A shadow hovers over me, but I don’t turn when it says, “Playing with retards?”
Scooter pays no mind to the comment and keeps digging for gold.
I look behind me. Frank’s hands are in his pockets. He’s pushing himself up and down by his toes.
“Don’t know how tall you are?” I say.
Frank looks at me like I have an ostrich head. “Huh?”
“You keep bouncing on your toes. You wanna be a ballerina Someday?”
“You gonna play in a sandbox all your life? Even when you’re all grown up?”
“You’re not grown either, in case you haven’t noticed.”
“I’m older than you. So, you’re that girl whose Ma disappeared.” He’s not nice when he says it. “And your daddy’s missing.”
I look toward the seesaw for help. The top hairs of Rachael’s red bob take turns bouncing up and down with Carla’s blond ones. They don’t pay me any mind.
“You’re stupider than you look,” I say. “Daddy’s at work.”
Scooter stops digging and looks up into Frank’s face. “Can’t disappear. Houdini died!”
I love how Scooter accents the words that are important to him. It’s his way of saying something important without having to string a bunch of words together to make a proper sentence. Scooter’s world is filled with magic, and not just because he loved Houdini.
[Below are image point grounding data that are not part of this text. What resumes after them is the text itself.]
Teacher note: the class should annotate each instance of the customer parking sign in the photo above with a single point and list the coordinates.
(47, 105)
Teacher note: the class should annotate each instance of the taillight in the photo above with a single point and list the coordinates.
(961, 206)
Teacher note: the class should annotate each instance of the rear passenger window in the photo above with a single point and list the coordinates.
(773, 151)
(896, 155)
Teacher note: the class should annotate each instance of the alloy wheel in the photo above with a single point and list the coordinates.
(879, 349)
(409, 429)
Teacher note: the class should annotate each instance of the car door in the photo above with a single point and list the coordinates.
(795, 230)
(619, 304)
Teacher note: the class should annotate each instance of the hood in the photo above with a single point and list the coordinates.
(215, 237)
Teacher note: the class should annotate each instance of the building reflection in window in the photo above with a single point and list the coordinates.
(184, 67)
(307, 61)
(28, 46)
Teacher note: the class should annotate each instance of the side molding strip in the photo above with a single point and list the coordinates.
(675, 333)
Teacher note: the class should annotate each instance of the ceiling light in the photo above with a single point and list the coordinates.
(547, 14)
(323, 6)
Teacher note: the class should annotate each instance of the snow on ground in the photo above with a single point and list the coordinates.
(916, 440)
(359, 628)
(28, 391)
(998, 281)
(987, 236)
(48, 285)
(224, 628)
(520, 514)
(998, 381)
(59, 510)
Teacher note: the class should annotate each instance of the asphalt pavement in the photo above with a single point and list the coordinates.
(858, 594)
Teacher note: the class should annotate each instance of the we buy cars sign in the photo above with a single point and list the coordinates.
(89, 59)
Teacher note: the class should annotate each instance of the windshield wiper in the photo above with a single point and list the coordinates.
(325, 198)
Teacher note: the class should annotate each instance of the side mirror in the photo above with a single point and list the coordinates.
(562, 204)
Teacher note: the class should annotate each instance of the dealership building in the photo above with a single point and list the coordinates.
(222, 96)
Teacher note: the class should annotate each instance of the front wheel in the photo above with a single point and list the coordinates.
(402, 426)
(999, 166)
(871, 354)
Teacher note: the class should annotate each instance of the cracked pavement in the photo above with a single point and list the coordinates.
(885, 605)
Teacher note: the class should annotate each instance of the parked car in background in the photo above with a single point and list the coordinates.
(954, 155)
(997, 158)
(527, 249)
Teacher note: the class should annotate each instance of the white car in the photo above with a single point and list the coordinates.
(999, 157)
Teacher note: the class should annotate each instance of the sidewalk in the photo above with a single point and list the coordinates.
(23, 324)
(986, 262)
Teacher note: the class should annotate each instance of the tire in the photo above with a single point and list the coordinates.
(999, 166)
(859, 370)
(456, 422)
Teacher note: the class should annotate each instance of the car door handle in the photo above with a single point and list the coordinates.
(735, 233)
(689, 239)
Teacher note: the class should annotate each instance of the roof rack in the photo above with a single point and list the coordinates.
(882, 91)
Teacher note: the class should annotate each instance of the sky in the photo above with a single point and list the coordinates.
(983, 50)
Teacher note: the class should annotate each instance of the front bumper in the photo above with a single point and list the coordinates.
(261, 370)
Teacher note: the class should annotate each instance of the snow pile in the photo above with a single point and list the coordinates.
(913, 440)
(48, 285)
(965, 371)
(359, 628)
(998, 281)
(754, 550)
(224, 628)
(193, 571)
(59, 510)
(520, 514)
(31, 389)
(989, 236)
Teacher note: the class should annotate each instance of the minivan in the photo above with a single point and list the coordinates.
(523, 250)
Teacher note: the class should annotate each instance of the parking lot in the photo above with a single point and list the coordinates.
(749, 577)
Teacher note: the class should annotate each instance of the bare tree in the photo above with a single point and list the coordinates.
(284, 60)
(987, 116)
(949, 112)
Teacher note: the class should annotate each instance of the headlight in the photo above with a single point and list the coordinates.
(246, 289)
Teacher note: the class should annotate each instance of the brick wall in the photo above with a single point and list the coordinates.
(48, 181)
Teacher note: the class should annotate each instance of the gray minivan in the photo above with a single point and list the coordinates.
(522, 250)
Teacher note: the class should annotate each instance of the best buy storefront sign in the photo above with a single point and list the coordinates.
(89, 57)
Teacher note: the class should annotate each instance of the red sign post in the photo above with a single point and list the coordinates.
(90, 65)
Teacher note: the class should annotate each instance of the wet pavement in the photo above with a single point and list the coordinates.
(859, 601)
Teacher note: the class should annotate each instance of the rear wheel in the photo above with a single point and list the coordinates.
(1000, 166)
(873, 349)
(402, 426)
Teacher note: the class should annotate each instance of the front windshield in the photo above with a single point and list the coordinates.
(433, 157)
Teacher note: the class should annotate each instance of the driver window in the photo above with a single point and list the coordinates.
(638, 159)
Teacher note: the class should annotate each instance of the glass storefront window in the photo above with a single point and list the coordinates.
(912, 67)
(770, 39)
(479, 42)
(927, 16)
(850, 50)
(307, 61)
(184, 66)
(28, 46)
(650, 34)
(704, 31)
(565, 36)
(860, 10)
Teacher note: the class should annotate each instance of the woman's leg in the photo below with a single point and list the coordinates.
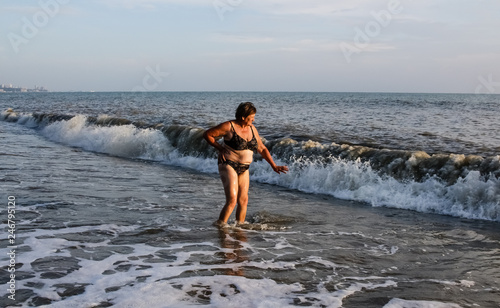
(229, 180)
(243, 185)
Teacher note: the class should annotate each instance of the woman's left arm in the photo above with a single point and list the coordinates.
(264, 152)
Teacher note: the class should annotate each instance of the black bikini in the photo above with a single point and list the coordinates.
(237, 143)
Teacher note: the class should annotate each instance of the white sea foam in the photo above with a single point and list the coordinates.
(124, 141)
(471, 196)
(401, 303)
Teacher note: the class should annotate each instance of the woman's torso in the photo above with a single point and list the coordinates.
(240, 144)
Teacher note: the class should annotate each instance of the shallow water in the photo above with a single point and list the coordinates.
(94, 230)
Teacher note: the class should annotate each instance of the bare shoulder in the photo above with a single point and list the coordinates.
(255, 129)
(220, 130)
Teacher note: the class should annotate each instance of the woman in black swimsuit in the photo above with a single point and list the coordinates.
(241, 140)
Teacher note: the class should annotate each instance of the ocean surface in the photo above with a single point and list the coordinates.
(392, 200)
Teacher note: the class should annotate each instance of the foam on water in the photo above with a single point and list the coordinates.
(457, 185)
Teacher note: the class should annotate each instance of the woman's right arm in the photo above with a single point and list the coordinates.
(211, 135)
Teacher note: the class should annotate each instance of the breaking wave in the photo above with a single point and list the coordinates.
(452, 184)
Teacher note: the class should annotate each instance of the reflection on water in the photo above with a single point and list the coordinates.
(233, 241)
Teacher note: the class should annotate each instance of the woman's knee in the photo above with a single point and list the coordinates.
(243, 200)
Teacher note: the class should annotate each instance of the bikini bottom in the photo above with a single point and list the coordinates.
(238, 167)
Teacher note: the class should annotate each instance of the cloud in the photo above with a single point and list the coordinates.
(240, 39)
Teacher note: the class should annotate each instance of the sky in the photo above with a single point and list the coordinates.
(425, 46)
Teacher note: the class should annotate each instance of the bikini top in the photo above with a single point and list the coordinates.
(238, 143)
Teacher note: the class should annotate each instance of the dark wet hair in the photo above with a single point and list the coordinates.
(244, 110)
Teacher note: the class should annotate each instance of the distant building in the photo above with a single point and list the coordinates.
(9, 88)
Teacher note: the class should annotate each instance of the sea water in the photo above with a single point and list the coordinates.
(392, 200)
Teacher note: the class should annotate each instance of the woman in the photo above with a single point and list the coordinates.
(241, 139)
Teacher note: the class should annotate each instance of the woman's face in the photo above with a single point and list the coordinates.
(249, 120)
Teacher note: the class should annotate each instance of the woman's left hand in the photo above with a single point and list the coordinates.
(280, 169)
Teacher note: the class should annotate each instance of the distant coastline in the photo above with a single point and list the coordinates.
(10, 88)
Frank shakes his head and looks at me. “This dimwit your friend?”
“At least you got one part right.”
He puzzle-faces.
“Who’s stupid now?”
“Keep playing in the sandbox, Enema,” he says.
I go back to digging trying my best not to stand up and claw out his eyes. I hear him spit and stomp off.
I want to speed through time so Miss Primrose can ring the dismissal bell. Nothing’s the same, and now it’s worse since Frank-furter entered my life. I think I’ll call him that. No, even better. I’ll call him Franken-Farter. I smile and yell the name inside my head and reach for my lunch sack. It’s gone.